Sansiveri’s interest in health and safety extends away from the NFL. He sits on the Board of the American Brain Foundation, and was recently honored by the foundation and the Alzheimer’s Drug Discovery Foundation for his advocacy for brain health. He’s also worked with Miach Orthopaedics to identify an innovative repair for anterior cruciate ligament (ACL) injuries, leading to shorter recovery times with fewer long-term complications.
When he isn’t at his full-time job, or attending board meetings, Sansiveri is writing.
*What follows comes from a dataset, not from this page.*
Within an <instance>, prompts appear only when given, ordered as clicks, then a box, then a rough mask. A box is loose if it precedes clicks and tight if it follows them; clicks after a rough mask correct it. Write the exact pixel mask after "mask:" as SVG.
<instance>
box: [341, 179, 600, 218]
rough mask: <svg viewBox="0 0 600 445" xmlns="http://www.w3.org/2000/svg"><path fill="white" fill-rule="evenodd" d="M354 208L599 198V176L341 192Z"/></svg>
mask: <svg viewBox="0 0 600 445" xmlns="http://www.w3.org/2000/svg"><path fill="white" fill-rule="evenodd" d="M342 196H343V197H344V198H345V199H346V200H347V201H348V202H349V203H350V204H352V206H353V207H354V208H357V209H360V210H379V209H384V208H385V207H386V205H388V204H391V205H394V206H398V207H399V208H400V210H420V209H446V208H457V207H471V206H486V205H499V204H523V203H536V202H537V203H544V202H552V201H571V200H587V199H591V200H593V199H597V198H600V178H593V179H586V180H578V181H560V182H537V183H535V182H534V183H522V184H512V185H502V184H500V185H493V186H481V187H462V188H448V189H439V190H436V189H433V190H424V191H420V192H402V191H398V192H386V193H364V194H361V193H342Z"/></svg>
A member of the Writer’s Guild of America, he has created, written and sold scripted TV shows for NBC Universal, Apple TV+, WGN American, Endeavor Content and Hulu.
“If there’s one thing I took away from Cornell and the ILR School, it was my work ethic,” said Sansiveri. “I came from a public high school in Elmira, and I was shocked by how smart people were when I arrived at Cornell. As a result of that, I decided to work three times as hard as everybody else.
“I learned to work hard,” he said, “and I think that’s carried on through my entire professional life.”
Julie Greco is a senior communication specialist for the ILR School.